As described in various film magazines, Jess Slocum, a little mountain girl, lives in a cabin with her father Jim. Jim Slocum hates the flag, and hates the soldiers that they can see drilling in the valley below, and when Jess asks him why, he explains that he was thrown out of camp fifteen years earlier for selling liquor to the soldiers. He tells Jess that he had his revenge, but does not elaborate further.

One day, Jess meets a soldier from the camp, Captain Neville, while he is fishing in a nearby stream. Attracted to the handsome soldier, she convinces her father to buy her a pretty new dress. While she is trying it on, secret service men open fire on the cabin, wounding Jess in the shoulder. Jim Slocum is arrested on the charge of moonshining, and Jess is taken to Captain Neville's house, to be nursed there by his sister. As she is recovering, Captain Neville teaches her to sound the bugle calls.

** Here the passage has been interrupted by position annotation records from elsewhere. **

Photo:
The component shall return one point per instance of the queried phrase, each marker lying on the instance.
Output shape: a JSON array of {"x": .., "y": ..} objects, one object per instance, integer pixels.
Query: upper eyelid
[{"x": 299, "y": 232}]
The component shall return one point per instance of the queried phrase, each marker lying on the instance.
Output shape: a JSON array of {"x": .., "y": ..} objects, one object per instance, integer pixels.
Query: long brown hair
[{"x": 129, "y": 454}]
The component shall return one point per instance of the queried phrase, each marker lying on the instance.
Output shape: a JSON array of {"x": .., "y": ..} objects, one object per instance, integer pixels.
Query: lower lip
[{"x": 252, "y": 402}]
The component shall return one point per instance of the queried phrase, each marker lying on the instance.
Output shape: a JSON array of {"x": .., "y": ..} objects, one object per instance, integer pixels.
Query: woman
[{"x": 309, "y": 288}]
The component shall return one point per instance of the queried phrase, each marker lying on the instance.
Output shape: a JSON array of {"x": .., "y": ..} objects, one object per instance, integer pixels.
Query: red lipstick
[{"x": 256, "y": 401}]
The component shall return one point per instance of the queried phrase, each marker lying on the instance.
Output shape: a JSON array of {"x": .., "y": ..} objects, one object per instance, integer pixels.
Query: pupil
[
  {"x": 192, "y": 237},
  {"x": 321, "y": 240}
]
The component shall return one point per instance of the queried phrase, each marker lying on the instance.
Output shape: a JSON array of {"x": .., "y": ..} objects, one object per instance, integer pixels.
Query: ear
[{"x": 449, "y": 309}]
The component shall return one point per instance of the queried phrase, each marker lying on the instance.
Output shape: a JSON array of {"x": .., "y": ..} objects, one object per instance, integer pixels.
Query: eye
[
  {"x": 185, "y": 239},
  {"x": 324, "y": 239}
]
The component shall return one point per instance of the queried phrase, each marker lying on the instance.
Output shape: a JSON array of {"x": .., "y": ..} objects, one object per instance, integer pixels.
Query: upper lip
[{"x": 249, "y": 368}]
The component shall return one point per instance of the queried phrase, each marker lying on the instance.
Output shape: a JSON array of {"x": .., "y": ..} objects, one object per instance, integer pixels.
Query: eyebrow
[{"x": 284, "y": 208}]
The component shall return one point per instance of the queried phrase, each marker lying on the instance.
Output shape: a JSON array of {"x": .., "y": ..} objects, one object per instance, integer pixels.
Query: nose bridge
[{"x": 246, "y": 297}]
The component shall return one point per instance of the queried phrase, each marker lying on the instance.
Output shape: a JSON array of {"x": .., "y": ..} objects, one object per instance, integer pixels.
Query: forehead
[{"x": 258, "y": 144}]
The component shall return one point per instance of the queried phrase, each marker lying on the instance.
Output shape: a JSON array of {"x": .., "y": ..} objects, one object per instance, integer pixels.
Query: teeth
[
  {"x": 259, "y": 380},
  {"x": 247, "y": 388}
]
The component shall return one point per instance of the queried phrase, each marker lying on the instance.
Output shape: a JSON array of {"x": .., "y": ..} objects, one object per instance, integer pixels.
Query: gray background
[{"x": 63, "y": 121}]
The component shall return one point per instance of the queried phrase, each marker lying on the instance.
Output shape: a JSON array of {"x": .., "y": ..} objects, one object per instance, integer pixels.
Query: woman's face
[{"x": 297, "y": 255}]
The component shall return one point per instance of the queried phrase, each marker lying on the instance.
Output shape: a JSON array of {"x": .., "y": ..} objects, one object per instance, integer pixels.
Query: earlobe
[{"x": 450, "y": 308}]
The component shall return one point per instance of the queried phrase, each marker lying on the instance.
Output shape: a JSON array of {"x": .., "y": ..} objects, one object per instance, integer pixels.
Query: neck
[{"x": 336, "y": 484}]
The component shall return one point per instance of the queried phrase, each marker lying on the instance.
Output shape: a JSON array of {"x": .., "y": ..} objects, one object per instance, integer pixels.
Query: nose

The girls of the town, led by the Colonel's daughter Marie, shun Jess due to her father's arrest and so, when she is well enough, she sets out to return to her old cabin. On the way she sees John Reynolds tear down the flag, and hears him plotting to raid the town while the soldiers are at a dance. Jess shoots him, then rides back to town and sounds the call to arms on the bugle. Reynolds and his raiders are defeated, and Colonel Tremaine receives a letter from Jim Slocum which finally reveals the nature of his old revenge; fifteen years ago, he stole the Colonel's baby daughter and raised her as his own. Thus Jess is the saviour of the town, and finds herself a new father, a new sister, and a handsome husband in Captain Neville.

==Cast==
- Mary Miles Minter - Jess Slocum
- George Periolat - Jim Slocum
- Allan Forrest - Capt. Earle Neville
- Henry A. Barrows - Col. Tremaine
- Margaret Shelby - Marie Tremaine
- Ashton Dearholt - John Reynolds
- Benjamin Chapin - Abraham Lincoln

==Reception==
Like many American films of the time, Her Country's Call was subject to cuts by city and state film censorship boards. The Chicago Board of Censors required a cut of the scenes of selling whiskey to an Indian and the shooting of a guard.